If they were to submit the question of the IDF soldier who shot dead the terrorist in Chevron to a referendum in Israel, there is no doubt that the vast majority would stand by him. The level of support for the soldier is tremendous.
However, a nation does not run according to public opinion surveys, but according to laws, and in the current situation in which the nation finds itself, the story of the soldier is simple.
It all begins with an attack carried out by a pair of terrorists who came to stab and murder soldiers. One of the soldiers was moderately wounded, and an officer standing next to him shot the assailant and wounded him.
So far, no one disputes that the soldiers performed ably in compliance with protocols.
The dispute begins at the next phase. From the shots fired by the officer at the stabbers, two of them were hit. One was certainly killed; but there was no certainty as to whether the second was killed or critically wounded.
The officers and soldiers treated their wounded comrade on the spot, and an ambulance evacuated him to a hospital nearby.
No one approached the second terrorist, who had been “neutralized” and was lying on the ground (concerning which the officers were rebuked on Friday by the commander of the central district).
Why didn’t they ascertain his condition? — Since according to some of those at the scene, he was wearing a thick coat, which aroused suspicion that he was concealing in it an explosive device.
Whether that’s accurate or not, it’s impossible to know. One fact is for sure: the terrorist was lying on the ground unattended. Unchecked as to whether he posed a danger, or whether he required medical attention.
And then, some minutes later (according to the investigation of the central district commander, six minutes had passed), a platoon of the central command arrived, among whom was the soldier who shot the terrorist still lying on the ground.
According to the lawyers for the accused soldier and his family, the soldier suspected that the terrorist was liable to detonate an explosive, he was under stress, and he fired. And according to senior officials in the IDF, the soldier should not have done what he did.
Either way, the terrorist had been neutralized, and regarding the possible danger of carrying explosives, the shot fired at the terrorist was what actually endangered the soldiers. For according to orders, when confronted with such a situation, soldiers are not to fire at the terrorist, since it could set off the explosion and endanger the lives of everyone in the vicinity.
Most Israelis find it hard to understand how a combat soldier can be brought to trial for killing a terrorist who came with a knife to murder soldiers.
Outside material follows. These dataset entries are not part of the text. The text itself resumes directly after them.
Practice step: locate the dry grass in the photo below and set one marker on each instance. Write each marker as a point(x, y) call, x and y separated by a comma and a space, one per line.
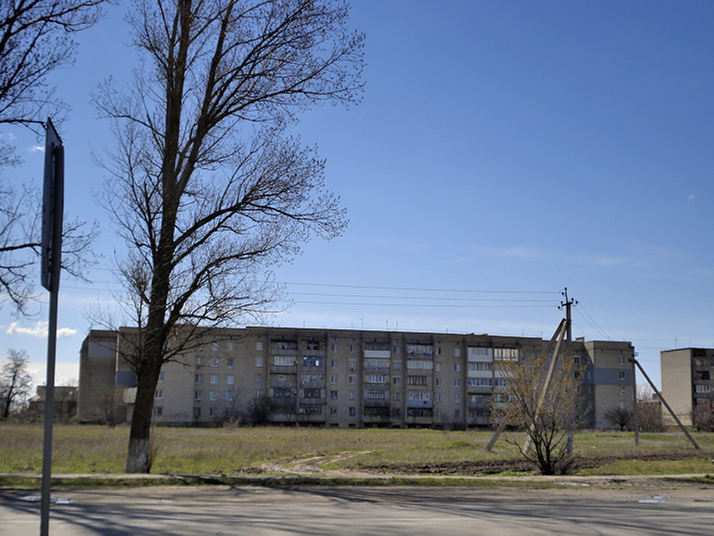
point(96, 449)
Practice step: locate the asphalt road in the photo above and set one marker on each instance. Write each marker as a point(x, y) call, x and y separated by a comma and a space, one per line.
point(364, 511)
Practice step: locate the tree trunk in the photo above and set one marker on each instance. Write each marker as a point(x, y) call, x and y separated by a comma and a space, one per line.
point(139, 455)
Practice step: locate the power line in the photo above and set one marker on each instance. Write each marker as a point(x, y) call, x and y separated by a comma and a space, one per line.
point(416, 289)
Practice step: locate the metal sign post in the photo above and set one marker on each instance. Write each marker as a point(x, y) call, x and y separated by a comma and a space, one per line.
point(52, 208)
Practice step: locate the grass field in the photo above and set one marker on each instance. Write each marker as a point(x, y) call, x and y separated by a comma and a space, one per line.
point(97, 449)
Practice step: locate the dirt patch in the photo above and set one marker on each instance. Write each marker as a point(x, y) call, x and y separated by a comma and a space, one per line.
point(494, 467)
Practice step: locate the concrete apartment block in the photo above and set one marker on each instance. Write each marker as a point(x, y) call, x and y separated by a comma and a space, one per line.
point(686, 382)
point(342, 378)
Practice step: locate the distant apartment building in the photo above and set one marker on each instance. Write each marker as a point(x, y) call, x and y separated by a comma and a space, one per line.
point(341, 378)
point(687, 383)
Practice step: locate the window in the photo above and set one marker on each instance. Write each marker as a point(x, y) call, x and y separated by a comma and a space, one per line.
point(311, 361)
point(284, 361)
point(414, 349)
point(419, 395)
point(414, 364)
point(479, 382)
point(480, 366)
point(416, 380)
point(376, 363)
point(505, 354)
point(312, 377)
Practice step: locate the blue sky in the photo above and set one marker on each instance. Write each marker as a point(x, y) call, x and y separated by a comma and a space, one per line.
point(501, 152)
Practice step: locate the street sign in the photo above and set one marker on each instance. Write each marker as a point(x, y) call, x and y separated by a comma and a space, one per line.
point(52, 208)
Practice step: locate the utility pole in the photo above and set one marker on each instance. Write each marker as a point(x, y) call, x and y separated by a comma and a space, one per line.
point(567, 304)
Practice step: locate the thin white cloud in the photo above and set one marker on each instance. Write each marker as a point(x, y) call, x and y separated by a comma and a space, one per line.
point(39, 331)
point(514, 252)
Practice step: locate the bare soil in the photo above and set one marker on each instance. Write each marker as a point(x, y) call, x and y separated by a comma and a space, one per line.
point(494, 467)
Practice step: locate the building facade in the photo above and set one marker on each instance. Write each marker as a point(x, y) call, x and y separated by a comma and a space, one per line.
point(342, 378)
point(687, 385)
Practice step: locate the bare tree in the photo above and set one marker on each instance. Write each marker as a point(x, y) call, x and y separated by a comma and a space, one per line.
point(547, 416)
point(15, 382)
point(35, 39)
point(649, 411)
point(206, 188)
point(618, 416)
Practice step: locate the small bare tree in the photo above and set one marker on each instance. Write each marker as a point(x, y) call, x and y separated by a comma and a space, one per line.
point(206, 188)
point(15, 381)
point(548, 416)
point(618, 416)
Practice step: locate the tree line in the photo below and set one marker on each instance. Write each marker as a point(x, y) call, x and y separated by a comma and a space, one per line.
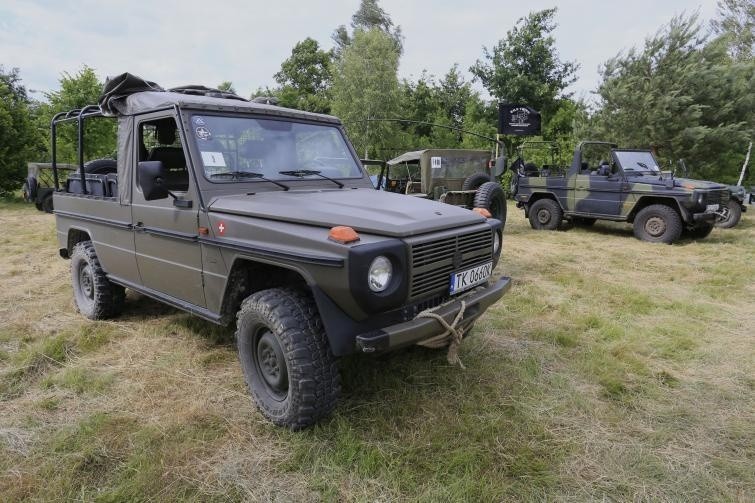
point(686, 92)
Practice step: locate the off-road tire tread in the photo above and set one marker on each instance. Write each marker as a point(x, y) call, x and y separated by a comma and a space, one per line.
point(735, 214)
point(556, 212)
point(674, 224)
point(108, 297)
point(475, 181)
point(314, 380)
point(485, 195)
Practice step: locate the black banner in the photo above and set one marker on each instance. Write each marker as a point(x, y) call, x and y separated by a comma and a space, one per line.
point(518, 120)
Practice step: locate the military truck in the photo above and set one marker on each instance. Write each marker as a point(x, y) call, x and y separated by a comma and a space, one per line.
point(624, 185)
point(39, 184)
point(239, 211)
point(732, 212)
point(464, 178)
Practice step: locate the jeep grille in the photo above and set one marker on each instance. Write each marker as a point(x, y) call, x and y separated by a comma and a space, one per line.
point(716, 197)
point(433, 260)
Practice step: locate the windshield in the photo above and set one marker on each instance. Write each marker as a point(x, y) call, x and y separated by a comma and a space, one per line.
point(637, 162)
point(233, 147)
point(458, 165)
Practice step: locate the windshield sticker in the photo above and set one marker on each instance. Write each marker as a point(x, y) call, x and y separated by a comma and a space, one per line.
point(203, 133)
point(213, 159)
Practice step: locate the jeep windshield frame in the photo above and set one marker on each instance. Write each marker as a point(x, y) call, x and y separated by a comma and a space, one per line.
point(268, 145)
point(635, 162)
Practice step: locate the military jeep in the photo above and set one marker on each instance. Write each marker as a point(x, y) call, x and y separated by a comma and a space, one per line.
point(239, 211)
point(464, 178)
point(624, 185)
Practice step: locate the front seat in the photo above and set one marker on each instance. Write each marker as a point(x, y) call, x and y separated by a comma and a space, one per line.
point(173, 158)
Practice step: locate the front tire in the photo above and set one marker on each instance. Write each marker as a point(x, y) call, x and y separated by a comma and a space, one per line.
point(733, 214)
point(545, 214)
point(491, 197)
point(658, 223)
point(287, 363)
point(95, 296)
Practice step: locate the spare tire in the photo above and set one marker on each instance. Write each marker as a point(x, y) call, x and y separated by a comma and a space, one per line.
point(491, 197)
point(101, 166)
point(474, 181)
point(31, 188)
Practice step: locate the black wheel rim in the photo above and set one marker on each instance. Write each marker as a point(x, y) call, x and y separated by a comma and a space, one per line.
point(86, 281)
point(271, 364)
point(655, 226)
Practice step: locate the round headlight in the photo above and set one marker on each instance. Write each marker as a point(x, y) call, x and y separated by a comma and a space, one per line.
point(379, 274)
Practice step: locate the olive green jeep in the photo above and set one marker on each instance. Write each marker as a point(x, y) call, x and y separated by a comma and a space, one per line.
point(241, 211)
point(605, 182)
point(465, 178)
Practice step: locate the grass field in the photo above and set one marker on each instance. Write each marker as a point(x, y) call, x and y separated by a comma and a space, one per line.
point(613, 370)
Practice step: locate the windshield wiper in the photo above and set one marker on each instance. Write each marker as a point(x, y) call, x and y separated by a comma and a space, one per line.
point(248, 174)
point(300, 173)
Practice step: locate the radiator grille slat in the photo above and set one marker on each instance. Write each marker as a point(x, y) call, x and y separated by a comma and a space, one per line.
point(433, 261)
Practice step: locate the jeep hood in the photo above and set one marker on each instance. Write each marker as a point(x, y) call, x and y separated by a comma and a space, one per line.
point(366, 210)
point(686, 183)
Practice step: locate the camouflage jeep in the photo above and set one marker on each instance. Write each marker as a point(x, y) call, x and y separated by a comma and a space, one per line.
point(733, 210)
point(263, 216)
point(465, 178)
point(623, 185)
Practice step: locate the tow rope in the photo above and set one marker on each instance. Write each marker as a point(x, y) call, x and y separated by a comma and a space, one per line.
point(451, 337)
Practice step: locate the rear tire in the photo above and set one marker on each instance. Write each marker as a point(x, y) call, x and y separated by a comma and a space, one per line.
point(474, 181)
point(733, 215)
point(286, 358)
point(46, 204)
point(658, 223)
point(545, 214)
point(95, 296)
point(491, 197)
point(700, 231)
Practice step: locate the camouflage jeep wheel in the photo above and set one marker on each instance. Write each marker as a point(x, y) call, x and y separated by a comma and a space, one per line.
point(545, 214)
point(732, 212)
point(658, 223)
point(286, 359)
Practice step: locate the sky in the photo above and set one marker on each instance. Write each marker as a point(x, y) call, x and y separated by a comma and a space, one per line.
point(244, 41)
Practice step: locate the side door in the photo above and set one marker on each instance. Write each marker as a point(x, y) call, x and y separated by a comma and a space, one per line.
point(597, 192)
point(168, 253)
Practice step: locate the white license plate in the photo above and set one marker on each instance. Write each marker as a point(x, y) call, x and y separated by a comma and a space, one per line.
point(464, 280)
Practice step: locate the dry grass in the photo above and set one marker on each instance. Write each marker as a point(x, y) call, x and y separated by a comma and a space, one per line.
point(613, 370)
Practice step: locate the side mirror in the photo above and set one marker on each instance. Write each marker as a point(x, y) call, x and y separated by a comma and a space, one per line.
point(500, 166)
point(150, 176)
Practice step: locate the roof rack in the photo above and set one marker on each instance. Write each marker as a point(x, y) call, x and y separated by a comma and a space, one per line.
point(206, 91)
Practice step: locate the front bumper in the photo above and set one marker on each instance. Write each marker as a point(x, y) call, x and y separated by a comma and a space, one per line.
point(707, 216)
point(420, 329)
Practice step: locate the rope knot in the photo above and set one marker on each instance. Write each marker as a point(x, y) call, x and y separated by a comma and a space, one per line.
point(451, 337)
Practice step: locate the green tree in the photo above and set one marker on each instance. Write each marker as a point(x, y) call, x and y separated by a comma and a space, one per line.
point(683, 96)
point(365, 86)
point(19, 140)
point(77, 91)
point(736, 23)
point(305, 78)
point(369, 16)
point(227, 86)
point(525, 66)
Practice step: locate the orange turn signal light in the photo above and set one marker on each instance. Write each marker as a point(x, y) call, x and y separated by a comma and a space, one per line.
point(342, 234)
point(483, 211)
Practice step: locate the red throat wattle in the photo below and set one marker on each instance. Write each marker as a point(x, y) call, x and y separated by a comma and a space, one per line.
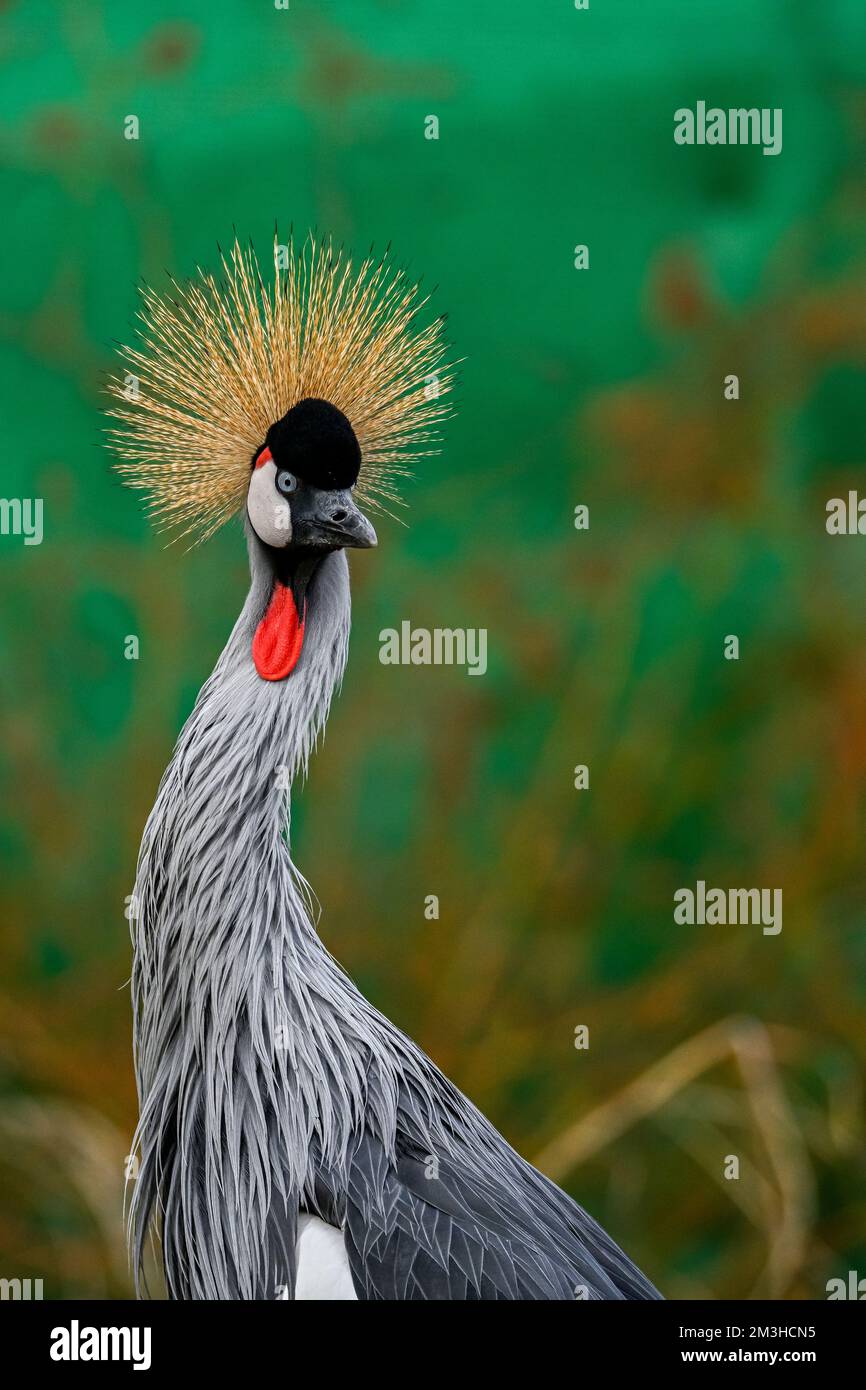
point(280, 635)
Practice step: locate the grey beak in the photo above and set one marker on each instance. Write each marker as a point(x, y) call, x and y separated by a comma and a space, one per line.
point(332, 521)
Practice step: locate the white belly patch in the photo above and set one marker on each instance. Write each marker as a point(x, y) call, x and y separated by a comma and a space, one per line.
point(323, 1265)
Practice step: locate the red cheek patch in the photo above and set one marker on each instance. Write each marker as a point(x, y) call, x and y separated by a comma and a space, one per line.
point(280, 635)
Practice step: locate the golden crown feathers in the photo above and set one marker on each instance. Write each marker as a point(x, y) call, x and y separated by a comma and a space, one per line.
point(221, 360)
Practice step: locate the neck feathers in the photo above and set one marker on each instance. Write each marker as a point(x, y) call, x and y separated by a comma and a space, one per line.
point(225, 962)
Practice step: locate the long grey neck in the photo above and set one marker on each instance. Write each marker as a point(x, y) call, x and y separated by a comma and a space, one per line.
point(241, 1018)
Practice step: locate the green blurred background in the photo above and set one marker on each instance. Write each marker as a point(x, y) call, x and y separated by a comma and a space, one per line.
point(601, 387)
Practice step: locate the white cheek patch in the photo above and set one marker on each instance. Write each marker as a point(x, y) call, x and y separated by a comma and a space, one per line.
point(270, 513)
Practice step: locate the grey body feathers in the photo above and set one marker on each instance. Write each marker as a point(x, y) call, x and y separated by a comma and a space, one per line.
point(267, 1083)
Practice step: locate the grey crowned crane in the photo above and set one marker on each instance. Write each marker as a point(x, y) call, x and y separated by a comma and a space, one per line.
point(292, 1141)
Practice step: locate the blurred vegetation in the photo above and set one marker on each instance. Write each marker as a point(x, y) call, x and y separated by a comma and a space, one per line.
point(599, 387)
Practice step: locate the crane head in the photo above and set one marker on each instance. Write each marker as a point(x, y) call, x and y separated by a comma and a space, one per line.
point(299, 498)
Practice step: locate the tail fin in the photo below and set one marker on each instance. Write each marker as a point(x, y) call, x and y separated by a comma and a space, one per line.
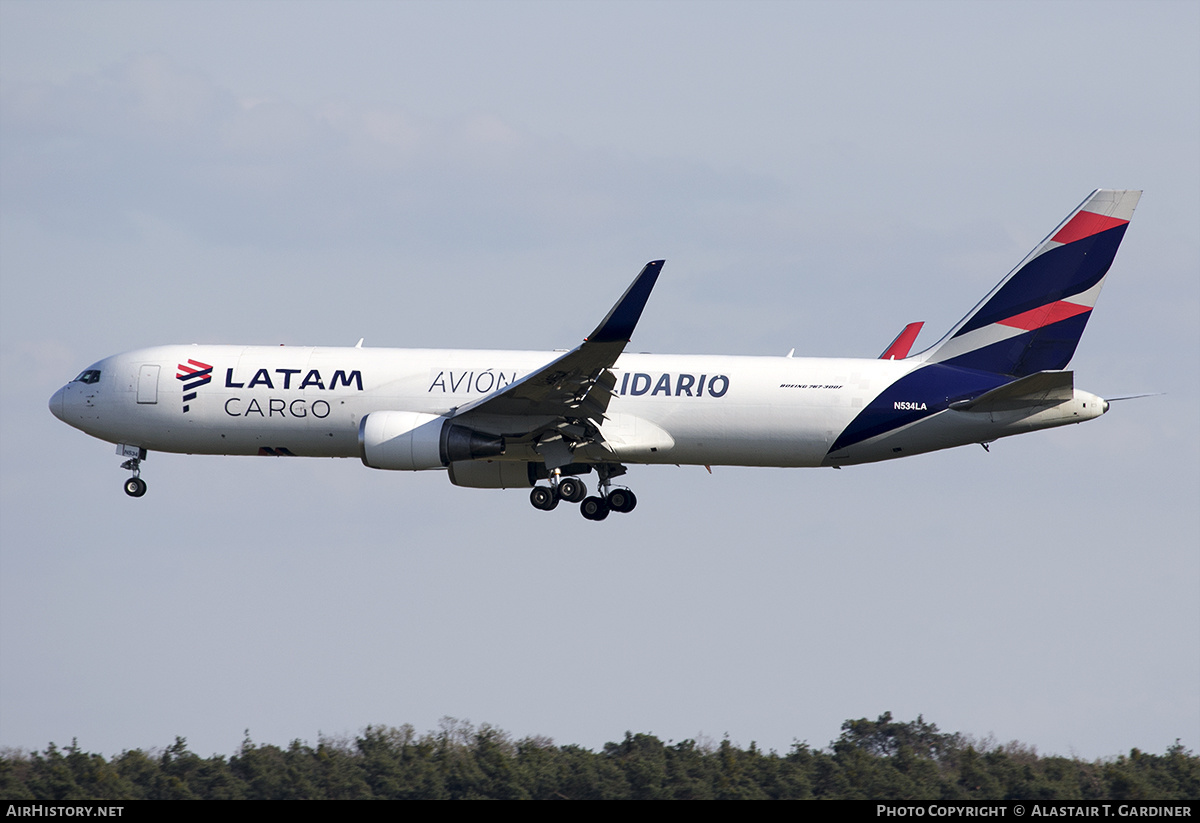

Definitely it is possible that the soldier did not perform exactly according to protocols. But there is no doubt that he was under stress, frightened, and if he acting wrongly, it was in the context of error and poor judgment, nothing more.
What has angered many people was not the decision to examine the incident, but the way in which senior military and civilian officials rushed to judge him even before the matter was investigated.
Suddenly, the entire government and media fell upon this young soldier, who may or may not have been guilty of wrongdoing — before anyone had even heard the soldier’s side of it.
If, in the final analysis, it emerged that the terrorist was indeed wearing an explosive belt, the accused IDF soldier would have been acclaimed as a national hero. Does an error on the wrong side of doubt make him a murderer, as he was characterized by some of his accusers?
The matter should be examined thoroughly, without the current uproar, even from within the military or from the civilian side. There is no benefit to be gained from the incitement against the IDF chief of staff, and Interior Minister Aryeh Deri was right when he said, “the postings and incitement against him deserve to be totally condemned.”
This is a classic example of an act performed in a time of emergency; and at a time like this we have to examine what happened according to the general rules of engagement in time of war, not of peace.